Consider reading this instead.
Here is some obvious advice.
I think a common failure mode when working on AI alignment[1] is to not focus on the hard parts of the problem first. This is a problem when generating a research agenda, as well as when working on any specific research agenda. Given a research agenda, there are normally many problems that you know how to make progress on. But blindly working on what seems tractable is not a good idea.
Let's say we are working on a research agenda about solving problems A, B, and C. We know that if we find solutions to A, B, and C we will solve alignment. However, if we can't solve even one subproblem, the agenda would be doomed. If C seems like a very hard problem, that you are not sure you can solve, it would be a bad idea to flinch away from C and work on problem A instead, when A seems so much more manageable.
If solving A takes a lot of time and effort, all of that time and effort would be wasted, if you can't solve C in the end. It's especially worrisome when A has tight fightback loops, such that you constantly feel like you are making progress. Or when it is just generally fun to work on A.
Of course, it can make sense to work on A first if you expect this to help you solve C, or at least give you more information on its tractability. The general version of this is illustrated by considering that you have a large list of problems that you need to solve. In this case, focusing on problems that will provide you with information that will be helpful for solving many of the other problems can be very useful. But even then you should not lose sight of the hard problems that might block you down the road.
The takeaway is that these two things are very different:
- Solving A as an instrumental subgoal in order to make progress on C, when C is a potential blocker.
- Avoiding C, because it seems hard, and instead working on A because it seems tractable.

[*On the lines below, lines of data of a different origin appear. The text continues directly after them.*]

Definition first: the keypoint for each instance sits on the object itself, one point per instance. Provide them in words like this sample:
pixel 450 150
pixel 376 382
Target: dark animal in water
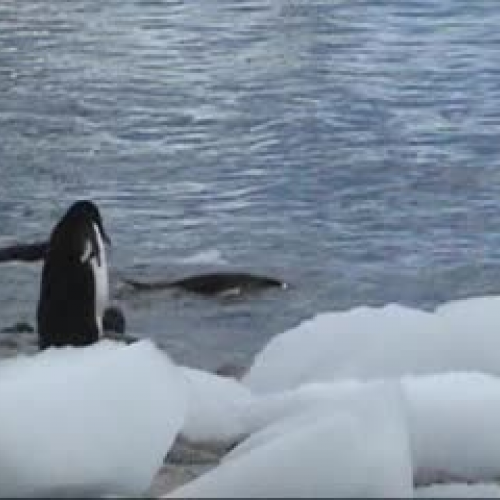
pixel 217 283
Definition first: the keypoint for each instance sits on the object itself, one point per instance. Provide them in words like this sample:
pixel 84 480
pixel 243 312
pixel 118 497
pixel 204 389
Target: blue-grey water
pixel 349 147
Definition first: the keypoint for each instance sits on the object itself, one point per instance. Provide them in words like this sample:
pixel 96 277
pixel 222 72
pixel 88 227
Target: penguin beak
pixel 104 235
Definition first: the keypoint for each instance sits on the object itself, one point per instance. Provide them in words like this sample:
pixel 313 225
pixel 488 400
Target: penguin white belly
pixel 101 283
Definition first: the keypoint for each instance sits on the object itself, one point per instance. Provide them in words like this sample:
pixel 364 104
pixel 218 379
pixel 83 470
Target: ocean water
pixel 348 147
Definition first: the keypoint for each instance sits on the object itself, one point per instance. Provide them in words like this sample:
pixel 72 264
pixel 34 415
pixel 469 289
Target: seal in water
pixel 217 283
pixel 74 285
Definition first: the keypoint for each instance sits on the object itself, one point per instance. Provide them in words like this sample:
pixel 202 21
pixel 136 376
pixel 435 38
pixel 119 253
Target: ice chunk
pixel 454 422
pixel 91 420
pixel 345 451
pixel 390 341
pixel 215 406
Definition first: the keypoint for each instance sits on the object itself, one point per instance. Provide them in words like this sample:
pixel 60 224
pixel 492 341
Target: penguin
pixel 74 287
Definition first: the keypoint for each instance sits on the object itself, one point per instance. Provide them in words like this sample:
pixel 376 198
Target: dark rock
pixel 231 370
pixel 114 320
pixel 19 327
pixel 29 252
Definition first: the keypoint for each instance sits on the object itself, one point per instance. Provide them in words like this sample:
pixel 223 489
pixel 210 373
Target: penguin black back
pixel 66 312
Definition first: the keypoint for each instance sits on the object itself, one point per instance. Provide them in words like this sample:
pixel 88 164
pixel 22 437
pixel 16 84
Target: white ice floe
pixel 357 448
pixel 390 341
pixel 87 421
pixel 454 423
pixel 216 406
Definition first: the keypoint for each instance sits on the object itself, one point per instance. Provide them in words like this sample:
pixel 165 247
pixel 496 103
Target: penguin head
pixel 85 211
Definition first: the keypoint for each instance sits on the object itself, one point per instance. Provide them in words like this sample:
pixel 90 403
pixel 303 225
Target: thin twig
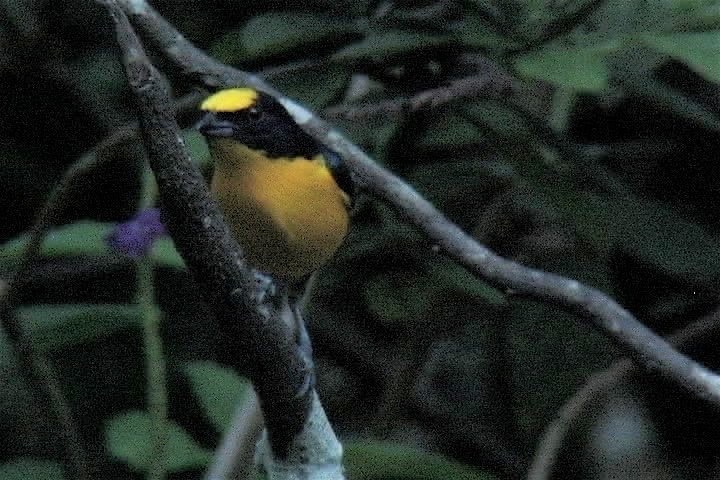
pixel 155 366
pixel 233 457
pixel 549 447
pixel 649 349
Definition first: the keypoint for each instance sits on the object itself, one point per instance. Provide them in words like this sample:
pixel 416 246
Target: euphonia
pixel 285 196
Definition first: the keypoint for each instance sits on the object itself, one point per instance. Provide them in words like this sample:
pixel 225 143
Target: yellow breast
pixel 289 215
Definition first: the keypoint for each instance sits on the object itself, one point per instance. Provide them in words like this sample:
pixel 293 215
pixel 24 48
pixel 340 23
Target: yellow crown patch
pixel 230 100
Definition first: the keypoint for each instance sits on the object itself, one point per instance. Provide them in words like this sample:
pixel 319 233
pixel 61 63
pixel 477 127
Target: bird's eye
pixel 254 113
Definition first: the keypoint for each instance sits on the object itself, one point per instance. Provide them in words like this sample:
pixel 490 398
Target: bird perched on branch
pixel 285 195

Though I expect this to be a general problem that comes up all over the place. ↩︎
That is rather my point, yes. A solution to C would be most of the way to a solution to AI alignment , and would also solve management / resource allocation / corruption / many other problems. However, as things stand now a rather significant fraction of the entire world economy is directed towards mitigating the harms caused by the inability of principals to fully trust agents to act in their best interests. As valuable as a solution to C would be, I see no particular reason to expect it to be possible, and an extremely high lower bound on the difficulty of the problem (most salient to me is the multi-trillion-dollar value that could be captured from someone who did robustly solve this problem).

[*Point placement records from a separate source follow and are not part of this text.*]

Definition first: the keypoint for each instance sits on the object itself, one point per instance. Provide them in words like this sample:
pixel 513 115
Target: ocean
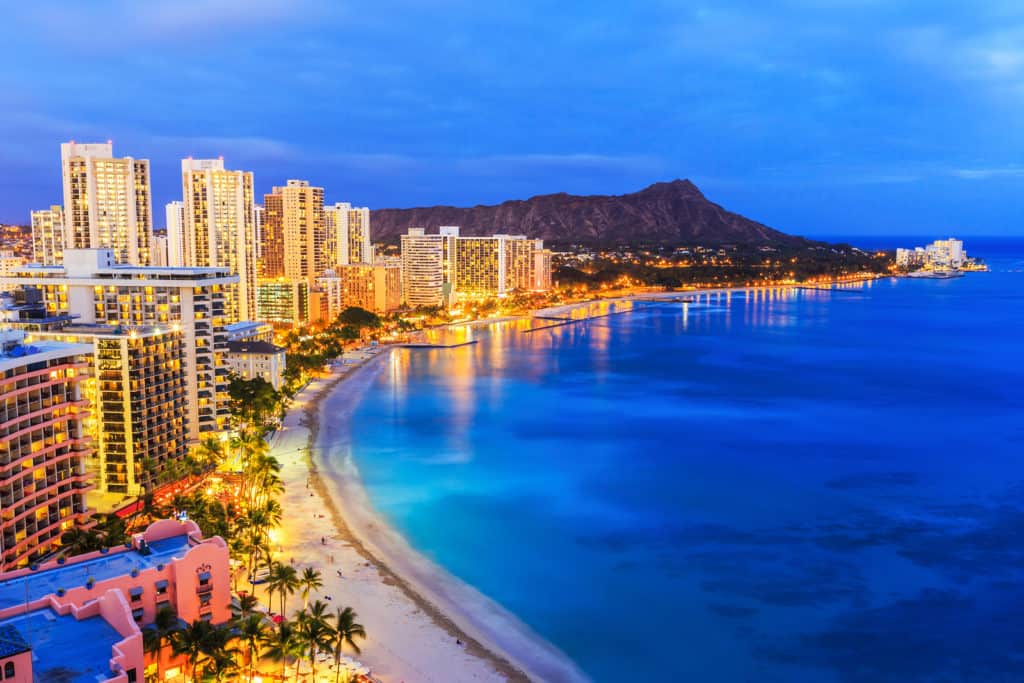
pixel 794 485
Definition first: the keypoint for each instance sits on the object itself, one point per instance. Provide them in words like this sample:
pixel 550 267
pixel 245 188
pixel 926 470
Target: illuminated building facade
pixel 80 619
pixel 107 202
pixel 92 287
pixel 175 224
pixel 374 287
pixel 43 445
pixel 136 391
pixel 295 236
pixel 438 269
pixel 219 227
pixel 47 236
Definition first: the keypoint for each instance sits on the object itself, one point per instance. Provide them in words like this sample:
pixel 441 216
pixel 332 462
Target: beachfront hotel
pixel 218 227
pixel 82 617
pixel 426 266
pixel 43 445
pixel 283 301
pixel 250 359
pixel 438 269
pixel 136 392
pixel 97 291
pixel 174 216
pixel 47 236
pixel 295 237
pixel 107 202
pixel 348 235
pixel 376 287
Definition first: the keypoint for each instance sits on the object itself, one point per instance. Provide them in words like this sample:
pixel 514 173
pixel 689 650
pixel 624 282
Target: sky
pixel 816 117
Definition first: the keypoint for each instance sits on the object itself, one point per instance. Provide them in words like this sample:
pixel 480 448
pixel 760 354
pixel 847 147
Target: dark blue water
pixel 800 486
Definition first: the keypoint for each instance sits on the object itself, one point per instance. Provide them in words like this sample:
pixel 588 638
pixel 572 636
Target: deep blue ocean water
pixel 801 485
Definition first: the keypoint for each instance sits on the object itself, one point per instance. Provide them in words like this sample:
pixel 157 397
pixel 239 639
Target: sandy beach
pixel 423 625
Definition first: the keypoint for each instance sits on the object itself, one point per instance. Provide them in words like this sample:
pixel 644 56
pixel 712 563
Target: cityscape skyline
pixel 796 115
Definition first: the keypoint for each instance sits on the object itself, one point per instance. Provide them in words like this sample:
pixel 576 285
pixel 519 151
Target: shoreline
pixel 432 627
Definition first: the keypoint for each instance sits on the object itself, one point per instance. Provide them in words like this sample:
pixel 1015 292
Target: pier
pixel 435 345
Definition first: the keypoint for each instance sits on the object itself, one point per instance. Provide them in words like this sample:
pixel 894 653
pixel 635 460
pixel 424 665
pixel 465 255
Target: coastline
pixel 423 623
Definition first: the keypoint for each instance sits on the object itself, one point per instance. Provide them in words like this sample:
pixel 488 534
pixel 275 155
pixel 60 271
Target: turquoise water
pixel 796 486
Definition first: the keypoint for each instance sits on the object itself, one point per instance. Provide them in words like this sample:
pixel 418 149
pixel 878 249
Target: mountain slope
pixel 667 212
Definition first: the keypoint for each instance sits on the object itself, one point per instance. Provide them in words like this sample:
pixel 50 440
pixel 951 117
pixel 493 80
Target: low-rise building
pixel 81 617
pixel 250 359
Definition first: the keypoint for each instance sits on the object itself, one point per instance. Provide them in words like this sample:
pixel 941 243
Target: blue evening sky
pixel 817 117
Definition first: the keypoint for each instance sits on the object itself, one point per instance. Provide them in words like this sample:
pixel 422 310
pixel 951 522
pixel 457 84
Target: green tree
pixel 159 634
pixel 252 630
pixel 283 644
pixel 314 632
pixel 284 581
pixel 345 630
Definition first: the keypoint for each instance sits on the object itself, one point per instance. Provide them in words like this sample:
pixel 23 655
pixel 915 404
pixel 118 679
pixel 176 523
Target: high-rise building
pixel 426 266
pixel 271 248
pixel 43 447
pixel 375 287
pixel 541 275
pixel 296 237
pixel 160 250
pixel 348 235
pixel 175 212
pixel 93 288
pixel 47 236
pixel 9 263
pixel 219 228
pixel 136 393
pixel 283 301
pixel 258 223
pixel 107 202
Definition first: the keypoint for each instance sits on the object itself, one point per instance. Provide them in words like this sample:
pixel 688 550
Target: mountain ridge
pixel 667 212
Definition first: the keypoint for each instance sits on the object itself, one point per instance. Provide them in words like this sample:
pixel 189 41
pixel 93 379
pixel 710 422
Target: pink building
pixel 80 620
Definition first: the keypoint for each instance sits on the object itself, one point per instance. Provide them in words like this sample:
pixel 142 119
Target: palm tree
pixel 252 630
pixel 346 630
pixel 309 581
pixel 220 659
pixel 193 642
pixel 244 605
pixel 315 633
pixel 282 644
pixel 284 581
pixel 160 633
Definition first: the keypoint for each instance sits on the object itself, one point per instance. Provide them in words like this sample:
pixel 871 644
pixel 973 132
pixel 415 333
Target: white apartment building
pixel 256 358
pixel 107 202
pixel 47 236
pixel 348 233
pixel 98 291
pixel 219 227
pixel 175 217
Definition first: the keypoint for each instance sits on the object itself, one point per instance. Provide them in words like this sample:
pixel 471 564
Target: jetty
pixel 435 345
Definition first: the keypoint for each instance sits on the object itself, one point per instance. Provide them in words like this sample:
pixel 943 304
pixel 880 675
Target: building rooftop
pixel 65 648
pixel 11 641
pixel 253 347
pixel 31 587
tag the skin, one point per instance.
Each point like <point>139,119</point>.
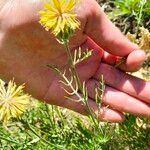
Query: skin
<point>26,49</point>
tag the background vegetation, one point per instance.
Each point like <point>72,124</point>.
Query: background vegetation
<point>45,127</point>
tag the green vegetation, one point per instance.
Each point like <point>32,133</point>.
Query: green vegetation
<point>45,127</point>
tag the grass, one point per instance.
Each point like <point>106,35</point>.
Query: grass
<point>45,127</point>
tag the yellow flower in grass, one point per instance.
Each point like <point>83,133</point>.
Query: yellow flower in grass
<point>59,16</point>
<point>12,101</point>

I wish anyone who decides to tackle C the best of luck, but I expect that the median outcome of such work would be something of no value, and the 99th percentile outcome of such work would be something like a clever incentive mechanism which e.g. bounds the extent to which the actions of an agent can harm the principal while appearing to be helpful to zero in a perfect-information world, and which degrades gracefully in a world of imperfect information.
In the meantime, I expect that attacking subproblems A and B will have a nonzero amount of value even in worlds where nobody finds a robust solution to subproblem C (both because better versions of A and B may be able to shore up an imperfect or partial solution to C, and also because while robust solutions to A/B/C may be one sufficient set of components to solve your overall problem, they may not be the only sufficient set of components, and by having solutions to A and B you may be able to find alternatives to C).
Whether this is true (in the narrow sense of "the AI kills you because it made an explicit calculation and determined that the optimal course of action was to perform behaviors that result in your death" rather than in the broad sense of "you die for reasons that would still have killed you even in the absence of the particular AI agent we're talking about") is as far as I know still an open question, and it seems to me one where preliminary signs are pointing against a misaligned singleton being the way we die.
The crux might be whether you expect a single recursively-self-improving agent to take control of the light cone, or whether you don't expect a future where any individual agent can unilaterally determine the contents of the light cone.
For reference the CAP problem is one of those problems that sounds worse in theory than it actually is in practice: for most purposes -- significant partitions are rare, and " when a partition happens, data may not be fully up-to-date, and writes may be dropped or result in conflicts" is usually a good-enough solution in those rare cases.